Tagesordnungspunkt

TOP 8.3: Öffnung von Fußgängerzonen für den Radverkehr

BezeichnungInhalt
Sitzung:27.08.2015   BV1/0009/2015 
Beschluss:geändert beschlossen
Vorlage:  1043/2015 

Beschluss, geändert/ergänzt:

Die Bezirksvertretung 1 empfiehlt folgenden Beschluss:

Der Verkehrsausschuss beauftragt die Verwaltung, die Fußgängerzonen gemäß der Anlage 1 für den Radverkehr zu öffnen:

 

1.         Die Hohe Straße und die Schildergasse / Gürzenichstraße inklusive der jeweiligen Anschlüsse soll täglich in der Zeit von 20:00 Uhr bis 11:00 Uhr und an Sonn- und Feiertagen ganztägig für den Radverkehr geöffnet werden (Bereich 1).

 

Abstimmungsergebnis:

Einstimmig zugestimmt, bei Enthaltung von SPD.

 

2.         Die Radverkehrsverbindung Roncalliplatz - Hohenzollernbrücke (mit Ausnahme Heinrich-Böll-Platz) soll ganztägig für den Radverkehr geöffnet werden (Bereich 2).

 

Abstimmungsergebnis:

Mehrheitlich zugestimmt, gegen CDU.

 

3.         Die Radverkehrsverbindung An der Rechtsschule – Trankgasse soll ganztägig für den Radverkehr geöffnet werden (Bereich 3).

           

Abstimmungsergebnis:

Mehrheitlich zugestimmt, gegen CDU.

4(Alternative):

Die Radverkehrsverbindung Roncalliplatz-Wallrafplatz-An der Rechtsschule und zusätzlich das Domgässchen sollen ganztätig für den Radverkehr geöffnet werden (Bereich 4).

Abstimmungsergebnis:

Mehrheitlich abgelehnt, gegen Grüne, Linke, Herr Kasnitz (Deine Freunde), Herr Geffe.

 

4.         Die Radverkehrsverbindung Roncalliplatz – Wallrafplatz – An der Rechtsschule soll ganztägig für den Radverkehr geöffnet werden (Bereich 4).

 

Abstimmungsergebnis:

Mehrheitlich zugestimmt, gegen CDU.

 

5.         Die Querstraßen von Hohe Straße (Minoritenstraße/Große Budengasse, Brückenstraße/Obenmarspforten) und Schildergasse (Ludwigstraße/An St.
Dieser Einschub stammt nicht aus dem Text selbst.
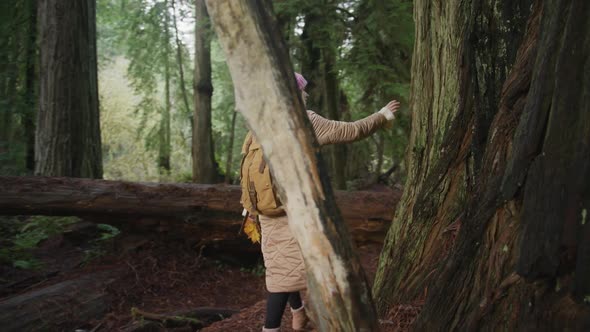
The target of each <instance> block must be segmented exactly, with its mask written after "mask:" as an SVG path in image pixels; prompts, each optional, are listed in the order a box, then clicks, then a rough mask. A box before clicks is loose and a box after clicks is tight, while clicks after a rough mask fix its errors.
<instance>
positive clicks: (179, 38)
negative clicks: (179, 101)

Agatha) werden ebenfalls ganztägig für den Radverkehr geöffnet. Die Beschilderung ist analog der Beschilderung an der Gürzenichstraße anzupassen: Radfahrer frei bis Hohe Straße respektive Schildergasse.

Abstimmungsergebnis:

Mehrheitlich zugestimmt, gegen CDU.

 

6.         Die Verwaltung wird beauftragt zu eruieren, mit welchen Mitteln die Schiene des Kunstwerks Ma'alot rutschfest gemacht werden kann. Hierbei ist der urhebende Künstler, Dani Karavan, zu konsultieren. Ersatzweise bzw. bis zur Lösung der Rutschgefahr und der Komplettfreigabe ist eine Beschilderung zu wählen, die das Radfahren nicht verbietet, aber dennoch den Haftungsausschluss der Stadt Köln beinhaltet (z.B. "Vorsicht Rutschgefahr auf der Schiene - Radfahren auf eigene Gefahr").

Abstimmungsergebnis:

Mehrheitlich zugestimmt, gegen CDU und FDP.